Our Secure the Breach approach takes into account, where your data resides, how you store and manage that data and who has access to it. The process includes three important steps to ensure data protection –

- Encrypting all sensitive data at rest and in motion,

- Securely managing the cryptographic keys throughout their lifecycle, and

- Secure authentication of users

The three step process allows us to see through cybersecurity’s reality distortion field and transition from an approach optimized for “reality as it was”—breach prevention—to a strategy optimized for “reality as it is”—the secure breach strategy.

Gemalto works with some of the world’s leading enterprises, banks and telcos to enable them in deploying easy to use technology solutions for securing access, payments, banking and other services. As you are aware our solutions range from the development of software applications starting with the design and production of secure personal devices such as smart cards, SIMs, e-passports and biometric authentication solutions. At present we have 30 research and software development centers located in 48 countries.

CXOToday: Gemalto’s has a specific focus on the banking and financial segment? How do you support the these institutions to counter the security challenges and subsequently improve security at various levels?

Rana Gupta: We have been in India for over two decades. We have multiple solutions for secure banking and contactless payments, which include solutions to secure transactions via OTP, multi-factor authentications, EMV deployment and PKI tokens besides servers and biometric devices for authentication. In India, we work with several leading public and private sector banks including one of the biggest private sector banks, where a Gemalto authentication server provides secure access for bank’s customers.
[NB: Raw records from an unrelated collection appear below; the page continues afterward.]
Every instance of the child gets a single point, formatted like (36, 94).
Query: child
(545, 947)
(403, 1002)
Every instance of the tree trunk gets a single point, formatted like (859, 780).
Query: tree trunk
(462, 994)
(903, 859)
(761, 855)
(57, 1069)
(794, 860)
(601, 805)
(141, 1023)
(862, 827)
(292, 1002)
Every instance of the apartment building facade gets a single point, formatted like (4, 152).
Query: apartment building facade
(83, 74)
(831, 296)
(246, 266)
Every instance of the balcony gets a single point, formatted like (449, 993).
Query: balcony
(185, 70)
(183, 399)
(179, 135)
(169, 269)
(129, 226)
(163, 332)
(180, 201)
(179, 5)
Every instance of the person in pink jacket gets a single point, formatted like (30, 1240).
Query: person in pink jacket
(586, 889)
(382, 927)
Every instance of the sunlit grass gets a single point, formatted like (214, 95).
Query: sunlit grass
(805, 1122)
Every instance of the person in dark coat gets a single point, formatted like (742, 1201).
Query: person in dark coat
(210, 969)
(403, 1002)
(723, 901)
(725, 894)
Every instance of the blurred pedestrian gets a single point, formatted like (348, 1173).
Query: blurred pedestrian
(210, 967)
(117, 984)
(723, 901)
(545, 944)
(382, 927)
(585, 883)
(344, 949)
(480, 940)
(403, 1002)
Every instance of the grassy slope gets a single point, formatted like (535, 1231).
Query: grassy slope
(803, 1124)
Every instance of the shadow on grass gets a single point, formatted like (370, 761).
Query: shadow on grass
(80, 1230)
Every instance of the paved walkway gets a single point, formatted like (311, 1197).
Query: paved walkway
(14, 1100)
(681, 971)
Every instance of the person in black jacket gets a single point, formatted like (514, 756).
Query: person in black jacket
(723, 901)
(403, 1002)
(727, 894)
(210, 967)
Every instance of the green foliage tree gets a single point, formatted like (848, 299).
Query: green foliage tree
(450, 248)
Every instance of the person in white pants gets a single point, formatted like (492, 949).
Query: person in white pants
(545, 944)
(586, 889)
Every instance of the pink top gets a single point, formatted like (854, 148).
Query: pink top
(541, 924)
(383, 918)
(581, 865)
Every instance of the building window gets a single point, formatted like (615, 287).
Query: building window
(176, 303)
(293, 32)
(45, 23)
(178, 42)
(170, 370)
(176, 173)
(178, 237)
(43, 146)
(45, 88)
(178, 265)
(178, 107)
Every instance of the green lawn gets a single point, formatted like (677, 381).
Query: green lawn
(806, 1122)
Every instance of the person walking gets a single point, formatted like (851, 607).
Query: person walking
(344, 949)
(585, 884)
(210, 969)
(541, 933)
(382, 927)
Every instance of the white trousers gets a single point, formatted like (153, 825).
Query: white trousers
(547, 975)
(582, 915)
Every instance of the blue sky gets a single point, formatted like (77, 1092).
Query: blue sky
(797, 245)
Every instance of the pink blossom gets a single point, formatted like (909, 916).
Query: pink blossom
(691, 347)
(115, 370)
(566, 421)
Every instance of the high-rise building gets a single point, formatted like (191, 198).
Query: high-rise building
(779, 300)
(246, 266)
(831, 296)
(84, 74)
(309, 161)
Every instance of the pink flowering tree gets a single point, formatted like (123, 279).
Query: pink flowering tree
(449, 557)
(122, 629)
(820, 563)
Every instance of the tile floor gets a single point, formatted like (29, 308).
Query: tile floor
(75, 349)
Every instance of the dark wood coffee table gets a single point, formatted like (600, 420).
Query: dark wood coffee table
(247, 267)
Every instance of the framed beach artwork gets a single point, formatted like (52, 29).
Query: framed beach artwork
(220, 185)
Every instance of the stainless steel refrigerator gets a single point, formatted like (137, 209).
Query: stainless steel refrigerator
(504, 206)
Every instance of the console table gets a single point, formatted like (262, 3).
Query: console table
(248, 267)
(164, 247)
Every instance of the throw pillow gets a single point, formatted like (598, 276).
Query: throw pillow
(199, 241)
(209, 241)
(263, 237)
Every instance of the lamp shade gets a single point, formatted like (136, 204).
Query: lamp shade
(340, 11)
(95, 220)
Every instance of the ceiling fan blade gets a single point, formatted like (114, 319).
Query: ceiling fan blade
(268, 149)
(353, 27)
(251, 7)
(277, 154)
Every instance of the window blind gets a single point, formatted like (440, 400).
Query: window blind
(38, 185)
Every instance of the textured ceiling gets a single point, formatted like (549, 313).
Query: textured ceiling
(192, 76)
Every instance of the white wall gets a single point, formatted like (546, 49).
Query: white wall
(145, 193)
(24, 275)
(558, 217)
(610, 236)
Gemlato has also been involved in significant government projects including the Jan Dhan Yojna for the unbanked with National Payments Corporation of India by enabling security modules for safety of people’s data and monetary transactions. Additionally, our Hardware Security Module (HSM) technology is a mandate by the Reverse Bank of India (RBI) for banks to enable secure inter-bank RTGS (Real Time Gross Settlement) transactions.

Additionally, we work with companies offering financial and retail services, who remain under increasing pressure to ensure the integrity and security of sensitive data, payments, online purchases and transactions. Our data encryption and protection helps them secure sensitive financial information across the entire payment ecosystem, from point-of-sale to bank. Our encryption and key management solutions provide transaction validation and signing, key storage and secure communication for over 80% of the world’s fund transfers with a value of more than $1 trillion every day.